Nope. It really is a prototype for a car that isn't out until next year. Admittedly when it is launched it'll look just like the regular X5. But because it's a prototype powertrain, BMW paradoxically insists it has the zebra tape, even if that makes it more, not less, conspicuous.
Paul Horrell 20 February 2014
First drive: the BMW X5 eDrive
Technology from the i8 is heading to the rest of the BMW range… Paul Horrell reports
So what is it?
The X5 plug-in hybrid, likely to be known as the X5 eDrive. It'll one of the first applications of i8 drivetrain technology to the main BMW lineup. It uses the same sort of battery as an i8 and it because it's got an electric motor to give a performance boost, the piston engine can be downsized. So in this case we have a two-litre four-cylinder petrol.
But from then on it departs from the mid-engined i8 formula. The engine's up front, and sends its output through the usual X5 eight-speed autobox and four-wheel-drive system.
A four-cylinder X5? Is going to be a bit of a slug surely?

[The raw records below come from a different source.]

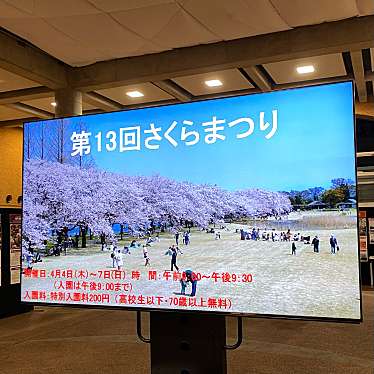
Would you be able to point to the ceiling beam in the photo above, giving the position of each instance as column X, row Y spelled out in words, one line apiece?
column 17, row 122
column 259, row 78
column 30, row 110
column 101, row 102
column 25, row 94
column 22, row 58
column 307, row 41
column 359, row 75
column 174, row 90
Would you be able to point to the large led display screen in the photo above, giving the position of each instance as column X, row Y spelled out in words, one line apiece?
column 240, row 205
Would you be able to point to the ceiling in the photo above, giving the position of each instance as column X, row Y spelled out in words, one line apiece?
column 81, row 32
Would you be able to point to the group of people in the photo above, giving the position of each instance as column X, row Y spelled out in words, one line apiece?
column 287, row 236
column 334, row 247
column 271, row 235
column 185, row 237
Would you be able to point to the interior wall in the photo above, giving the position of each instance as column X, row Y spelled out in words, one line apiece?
column 10, row 166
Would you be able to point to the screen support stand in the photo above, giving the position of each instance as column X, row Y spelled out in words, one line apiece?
column 188, row 343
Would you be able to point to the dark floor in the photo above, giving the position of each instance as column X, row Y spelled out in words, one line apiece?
column 67, row 341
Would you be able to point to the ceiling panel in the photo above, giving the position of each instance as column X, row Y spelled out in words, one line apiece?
column 301, row 12
column 232, row 80
column 326, row 66
column 99, row 31
column 151, row 93
column 166, row 25
column 7, row 114
column 236, row 18
column 119, row 5
column 48, row 8
column 81, row 32
column 45, row 104
column 52, row 41
column 9, row 81
column 365, row 7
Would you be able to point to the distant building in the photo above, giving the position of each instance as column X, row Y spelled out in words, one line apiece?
column 316, row 205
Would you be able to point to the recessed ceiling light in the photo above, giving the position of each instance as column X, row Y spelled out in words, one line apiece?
column 134, row 94
column 305, row 69
column 213, row 83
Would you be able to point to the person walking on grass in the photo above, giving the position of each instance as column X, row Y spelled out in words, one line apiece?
column 173, row 259
column 293, row 248
column 146, row 257
column 315, row 244
column 333, row 244
column 177, row 238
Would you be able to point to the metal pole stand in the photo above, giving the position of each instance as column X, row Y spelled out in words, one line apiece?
column 188, row 343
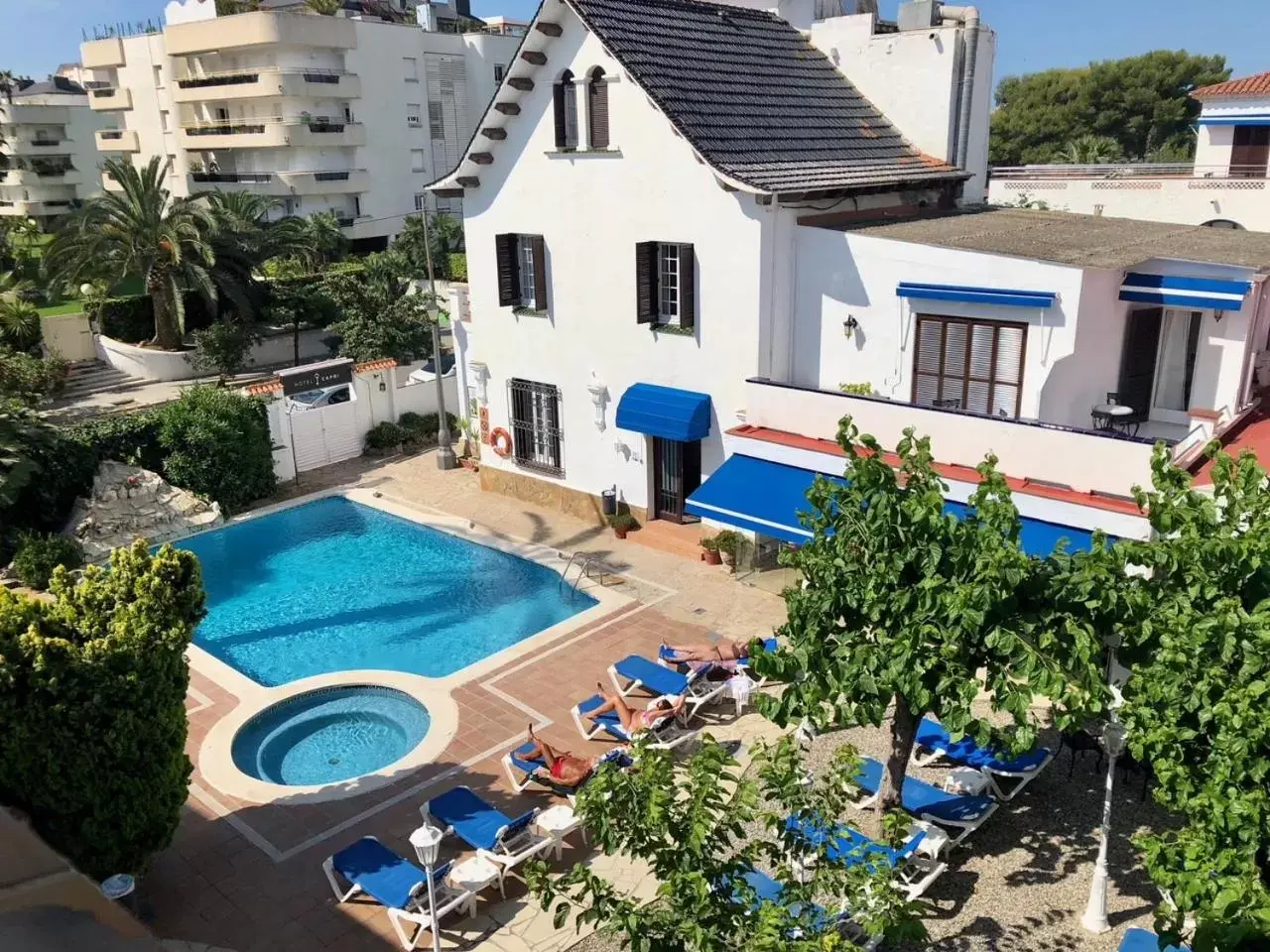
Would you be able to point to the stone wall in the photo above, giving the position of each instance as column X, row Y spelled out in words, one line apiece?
column 130, row 503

It's not bad. You get the 240bhp 'N20' petrol engine from BMW's current 28i models. On top is a 70kW (94bhp) electric motor. You can't quite add the outputs because they hit peak at different rpms, but at best you have a total system output of 302bhp, which isn't at all shabby. That's when you combine the two in sport mode. They claim 0-62 in under 7.0 seconds.
And it feels pretty brisk too. Because the e-motor has instant torque it operates well at low revs when the petrol engine would otherwise be a bit dull-sounding and laggy. At higher revs it you hear a sporty petrol exhaust, albeit a four-cylinder not a six, sadly.
What about the green part of all this?
Well you can select a 'max eDrive' mode (nothing to do with driving an old Austin hatchback) which uses only electric power. This gives you near-silent progress, and the 94bhp is just about enough gumption to keep up with urban traffic. Anyway for times when you really need more acceleration to escape embarrassment, you can kick right down and the engine starts too. If you've plugged in and charged the 9KWh battery, you can eke out an electric-only official range of 21 miles. BMW research says that covers 80 percent of the journeys X5 owners drive.
Anyway, as a plug-in hybrid it consumes a combination of energy from petrol (which is counted) and energy from mains electricity (which isn't). In the official test cycle that will help get the production car drop under 90g/km, which means better than 70.6mpg.
How does it drive?
Electric performance isn't strong, but it is smooth and it'd be useful in snow because you can administer the torque gently, and it retains 4WD. In the hybrid modes, the petrol engine starts and stops virtually unnoticeably, and when it's on the boil you've got plenty of performance. Basically it mostly behaves as a 3.0 petrol X5 would, without any gaps in performance unless you go looking for them, for example by driving in eco mode then suddenly stomping on the gas. The four-cylinder engine sits well back in the bay, so the increased weight doesn't harm cornering, especially as there's BMW's computer-controlled 4WD system to distribute the torque. And in the modes where the petrol engine is harnessed, you have the towing grip and muscle of a regular 4x4.
How much increased weight are we talking about?
At this stage BMW won't say. Only that it'll be "the lightest in its class". What, lighter than the Mitsubishi Outlander PHEV, we asked? The engineers said they hadn't heard of the Japanese car, which is a typically German attitude. We assume therefore they mean lighter than the Porsche Cayenne e-Hybrid, which hasn't been launched yet, so how can they know? Anyway, the X5 eDrive adds a battery and electric motor and power electronics - all heavy - to the standard X5 30d. But as an offset, it drops two cylinders from the engine, and does without a torque converter. So the weight gain should be less than about 200kg. Not too crippling in a car that's already 2.1 tonnes.
Anything else clever?
When you programme a destination into the navigation, it looks at the route and works out how best to use the different power sources. So if you're approaching a big downhill, it will make sure some battery juice is used before the crest, so there's capacity to store the downhill regenerated energy. It also cuts the petrol engine early when it knows there's a speed limit ahead, again to harvest regeneration. And if your last few miles are in town, it will hold enough charge so the urban driving will be pretty well all-electric and you arrive with the battery depleted, ready to recharge cheaply. It even uses traffic information to work out your likely speeds along the route and emphasise petrol power at high speeds and electric at a crawl.